I have this set. Mine are within tolerance. I often wrap tape around to customise or adjust fit. I was thinking of buying a second set, turning away the tube to be used as a reducer on the router table.


----------



## osioradain (Feb 16, 2010)

Would this work with the Hitachi M12ve?


----------



## istracpsboss (Sep 14, 2008)

Depends if that adapter works with your Hitachi. I've the same set and the adapter doesn't work with any of the routers I've got. 

OTOH, I've a Leigh adaptor for the Ryobi and DW sent me one for their DW625 (Standard with DW models sold in the US but not supplied as standard in Europe.) both of which enable the PC type guide bushes. My other routers use Trend guide bushes.
Come to think of it, I've also got a couple of Milescraft bases that fit pretty well any router, that will also take PC guide bushes using the PC adapter in their separate guide bush set.
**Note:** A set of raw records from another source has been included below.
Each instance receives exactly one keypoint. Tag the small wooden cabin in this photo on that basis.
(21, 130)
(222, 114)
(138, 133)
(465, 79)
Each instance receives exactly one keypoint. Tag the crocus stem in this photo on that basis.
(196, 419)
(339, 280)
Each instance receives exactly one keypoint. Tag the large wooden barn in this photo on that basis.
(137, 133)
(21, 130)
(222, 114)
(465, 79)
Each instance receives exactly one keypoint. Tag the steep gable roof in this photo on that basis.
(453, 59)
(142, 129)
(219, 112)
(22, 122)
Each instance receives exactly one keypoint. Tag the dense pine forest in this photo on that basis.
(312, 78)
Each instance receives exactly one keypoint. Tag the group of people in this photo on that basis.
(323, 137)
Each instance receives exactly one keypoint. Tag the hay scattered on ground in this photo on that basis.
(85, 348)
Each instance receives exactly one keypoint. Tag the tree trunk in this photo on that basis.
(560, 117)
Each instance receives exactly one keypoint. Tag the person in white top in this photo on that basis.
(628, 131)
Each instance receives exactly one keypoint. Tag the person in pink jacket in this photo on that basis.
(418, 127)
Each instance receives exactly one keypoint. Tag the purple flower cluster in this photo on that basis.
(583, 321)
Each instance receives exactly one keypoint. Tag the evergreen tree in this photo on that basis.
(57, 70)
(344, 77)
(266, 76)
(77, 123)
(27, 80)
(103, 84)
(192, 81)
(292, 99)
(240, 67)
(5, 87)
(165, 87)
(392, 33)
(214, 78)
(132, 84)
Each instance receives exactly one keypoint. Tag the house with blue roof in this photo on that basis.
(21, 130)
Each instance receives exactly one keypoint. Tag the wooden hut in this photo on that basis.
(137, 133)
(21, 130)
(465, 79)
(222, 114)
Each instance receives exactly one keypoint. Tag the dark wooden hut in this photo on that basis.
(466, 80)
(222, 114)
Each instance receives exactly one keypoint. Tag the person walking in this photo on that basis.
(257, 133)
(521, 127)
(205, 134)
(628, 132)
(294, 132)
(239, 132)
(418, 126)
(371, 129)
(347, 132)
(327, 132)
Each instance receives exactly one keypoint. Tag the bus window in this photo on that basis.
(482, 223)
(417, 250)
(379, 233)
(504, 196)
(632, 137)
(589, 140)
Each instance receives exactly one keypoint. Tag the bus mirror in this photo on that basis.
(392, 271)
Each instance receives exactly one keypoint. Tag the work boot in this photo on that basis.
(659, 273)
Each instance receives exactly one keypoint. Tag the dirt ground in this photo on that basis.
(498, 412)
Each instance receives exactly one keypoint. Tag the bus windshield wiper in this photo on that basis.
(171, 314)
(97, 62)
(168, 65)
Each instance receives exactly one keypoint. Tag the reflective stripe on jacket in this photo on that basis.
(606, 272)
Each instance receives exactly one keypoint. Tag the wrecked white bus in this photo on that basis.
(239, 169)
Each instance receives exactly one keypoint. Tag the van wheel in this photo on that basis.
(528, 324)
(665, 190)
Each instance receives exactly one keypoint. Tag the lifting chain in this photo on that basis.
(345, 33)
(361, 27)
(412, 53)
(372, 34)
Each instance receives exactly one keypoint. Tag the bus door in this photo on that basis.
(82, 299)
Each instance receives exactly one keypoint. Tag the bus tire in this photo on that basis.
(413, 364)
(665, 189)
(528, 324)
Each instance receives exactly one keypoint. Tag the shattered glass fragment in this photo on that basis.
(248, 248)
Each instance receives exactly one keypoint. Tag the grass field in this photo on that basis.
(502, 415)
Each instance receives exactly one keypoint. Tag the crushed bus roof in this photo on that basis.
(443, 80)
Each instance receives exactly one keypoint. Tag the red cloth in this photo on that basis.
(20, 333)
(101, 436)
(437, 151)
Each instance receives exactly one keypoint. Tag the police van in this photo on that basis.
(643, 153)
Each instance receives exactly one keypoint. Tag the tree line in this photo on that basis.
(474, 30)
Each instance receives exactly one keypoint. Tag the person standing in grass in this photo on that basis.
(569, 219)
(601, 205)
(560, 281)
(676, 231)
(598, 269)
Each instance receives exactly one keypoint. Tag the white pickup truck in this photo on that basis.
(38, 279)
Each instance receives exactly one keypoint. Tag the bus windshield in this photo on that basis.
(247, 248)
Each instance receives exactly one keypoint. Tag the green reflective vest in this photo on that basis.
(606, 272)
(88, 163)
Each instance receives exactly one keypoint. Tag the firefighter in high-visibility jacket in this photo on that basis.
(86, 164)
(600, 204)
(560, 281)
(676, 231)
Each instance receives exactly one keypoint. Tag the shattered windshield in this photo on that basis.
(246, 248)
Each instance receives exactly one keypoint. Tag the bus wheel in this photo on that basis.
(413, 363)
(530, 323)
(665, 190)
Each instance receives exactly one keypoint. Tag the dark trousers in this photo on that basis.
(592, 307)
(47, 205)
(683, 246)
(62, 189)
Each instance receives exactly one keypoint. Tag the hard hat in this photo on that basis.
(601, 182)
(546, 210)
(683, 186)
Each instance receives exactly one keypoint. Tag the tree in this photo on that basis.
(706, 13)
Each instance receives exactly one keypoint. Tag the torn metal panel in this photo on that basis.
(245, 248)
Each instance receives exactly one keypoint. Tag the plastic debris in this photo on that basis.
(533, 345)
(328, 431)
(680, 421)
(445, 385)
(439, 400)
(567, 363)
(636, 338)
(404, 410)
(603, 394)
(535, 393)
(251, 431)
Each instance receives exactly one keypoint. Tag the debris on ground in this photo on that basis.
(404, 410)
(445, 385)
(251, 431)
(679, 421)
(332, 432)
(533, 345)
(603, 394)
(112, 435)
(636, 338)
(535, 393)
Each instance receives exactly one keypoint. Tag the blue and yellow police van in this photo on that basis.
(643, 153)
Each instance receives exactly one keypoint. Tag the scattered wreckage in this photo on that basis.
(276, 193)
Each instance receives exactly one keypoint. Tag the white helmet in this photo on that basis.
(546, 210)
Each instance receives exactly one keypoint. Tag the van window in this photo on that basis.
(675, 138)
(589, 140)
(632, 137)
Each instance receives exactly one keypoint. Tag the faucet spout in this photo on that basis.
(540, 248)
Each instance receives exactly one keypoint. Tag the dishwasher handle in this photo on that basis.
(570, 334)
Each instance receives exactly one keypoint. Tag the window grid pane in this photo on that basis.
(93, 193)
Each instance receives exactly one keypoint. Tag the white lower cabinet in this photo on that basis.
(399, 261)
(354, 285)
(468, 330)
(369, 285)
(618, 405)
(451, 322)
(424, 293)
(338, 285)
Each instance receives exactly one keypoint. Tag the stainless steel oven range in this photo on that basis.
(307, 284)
Several of the Milescraft accessories include the detachable base plate, which is why I've more than one. You can buy the base on its own though. Milescraft stuff is available from people in the UK and Germany. If you go that route watch out that you keep to European sources. The American sourced Milescraft stuff is not always compatible with the European sourced stuff.


If you want to try before you buy, I can send my adapter from the Silverline set over to you.

Cheers

Peter


----------



## osioradain (Feb 16, 2010)

Thanks a lot for the reply and the offer...if you could tell me the diameter of the adapter plate it would help a lot..


----------